ངོ་འཕྲད་བདེ་བའི་དྲ་འབྲེལ།

གཟའ་པ་སངས། ༢༠༢༤/༠༣/༢༩

Taiwan Welcomes Rare Chance to Join WHO Conference on SARS - 2003-06-17


Taiwan's leaders are welcoming a rare opportunity to take part in Tuesday's World Health Organization conference on Severe Acute Respiratory Syndrome.

For the first time in 30 years, Taiwan will officially participate in a World Health Organization event. The conference, which opens Tuesday in Kuala Lumpur, is entitled "SARS: Where do we go from here?"

For decades, China has blocked Taiwan from membership in the WHO. Beijing considers Taiwan a breakaway province and claims sovereignty over the island, and has previously blocked it from participating in organizations whose members are normally independent states.

WHO officials say they consulted with Beijing before inviting Taiwan to participate.

Taiwan officials are downplaying the political significance of their participation, saying the focus of the conference will be on technical issues related to the disease.

Taiwan is the third hardest-hit area in the outbreak, with almost 700 SARS infections and more than 80 fatalities.
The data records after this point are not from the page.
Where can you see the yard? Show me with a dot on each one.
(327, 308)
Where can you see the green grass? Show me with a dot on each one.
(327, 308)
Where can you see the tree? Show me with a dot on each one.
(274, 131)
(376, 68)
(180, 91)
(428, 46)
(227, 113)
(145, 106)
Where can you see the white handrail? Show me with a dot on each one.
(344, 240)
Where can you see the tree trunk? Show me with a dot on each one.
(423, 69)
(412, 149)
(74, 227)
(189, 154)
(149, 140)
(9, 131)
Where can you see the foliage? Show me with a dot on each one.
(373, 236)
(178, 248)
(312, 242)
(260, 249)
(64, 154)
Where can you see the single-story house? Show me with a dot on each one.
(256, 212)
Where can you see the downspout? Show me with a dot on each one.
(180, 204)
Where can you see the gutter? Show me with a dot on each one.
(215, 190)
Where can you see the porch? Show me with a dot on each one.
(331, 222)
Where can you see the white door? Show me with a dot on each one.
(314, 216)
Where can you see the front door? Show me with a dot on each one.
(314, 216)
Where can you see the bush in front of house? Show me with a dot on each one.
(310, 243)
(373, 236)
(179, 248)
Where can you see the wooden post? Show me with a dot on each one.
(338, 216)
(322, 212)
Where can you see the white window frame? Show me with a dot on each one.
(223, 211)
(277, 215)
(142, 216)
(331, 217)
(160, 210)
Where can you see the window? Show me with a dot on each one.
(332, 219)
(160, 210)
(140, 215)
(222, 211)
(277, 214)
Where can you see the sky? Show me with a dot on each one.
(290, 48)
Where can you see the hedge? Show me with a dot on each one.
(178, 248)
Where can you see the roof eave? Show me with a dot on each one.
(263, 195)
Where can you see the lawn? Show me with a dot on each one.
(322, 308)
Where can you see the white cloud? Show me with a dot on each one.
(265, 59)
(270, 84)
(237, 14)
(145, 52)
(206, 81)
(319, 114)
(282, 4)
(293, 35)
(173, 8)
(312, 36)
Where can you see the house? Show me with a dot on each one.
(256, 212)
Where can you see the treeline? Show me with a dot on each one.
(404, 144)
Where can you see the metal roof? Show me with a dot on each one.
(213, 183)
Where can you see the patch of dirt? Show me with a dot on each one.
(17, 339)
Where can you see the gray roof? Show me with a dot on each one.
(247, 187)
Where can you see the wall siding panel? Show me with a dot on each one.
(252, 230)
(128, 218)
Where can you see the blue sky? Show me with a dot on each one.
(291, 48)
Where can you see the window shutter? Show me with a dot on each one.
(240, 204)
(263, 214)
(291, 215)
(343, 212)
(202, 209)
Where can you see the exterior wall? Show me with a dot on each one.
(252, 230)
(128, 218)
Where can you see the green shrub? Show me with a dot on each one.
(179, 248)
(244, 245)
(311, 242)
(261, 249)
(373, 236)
Two of the four Taiwanese doctors invited to the conference could not attend, because they have recently been treating SARS patients, and there was a risk they could have infected others at the conference.

The WHO has lifted travel advisories for all Asian regions except Beijing and Taiwan, amid signs that the spread of the disease is being brought under control.

Taiwan reported no new infections or deaths Monday.

But Dr. David Heyman, chief communicable disease officer for the WHO, points to a recent second wave of SARS infections in Toronto as a warning against complacency. He says key questions about the disease remain unanswered. "Will the virus remain and begin its transmission again when the seasons change? If it is not seasonal, what are the risk factors that led in the past and could lead again in the future to this disease entering human populations?"

Worldwide, SARS has killed more than 800 people and infected more than 8,400. Most of the cases have occurred in China, Hong Kong, Taiwan and Singapore.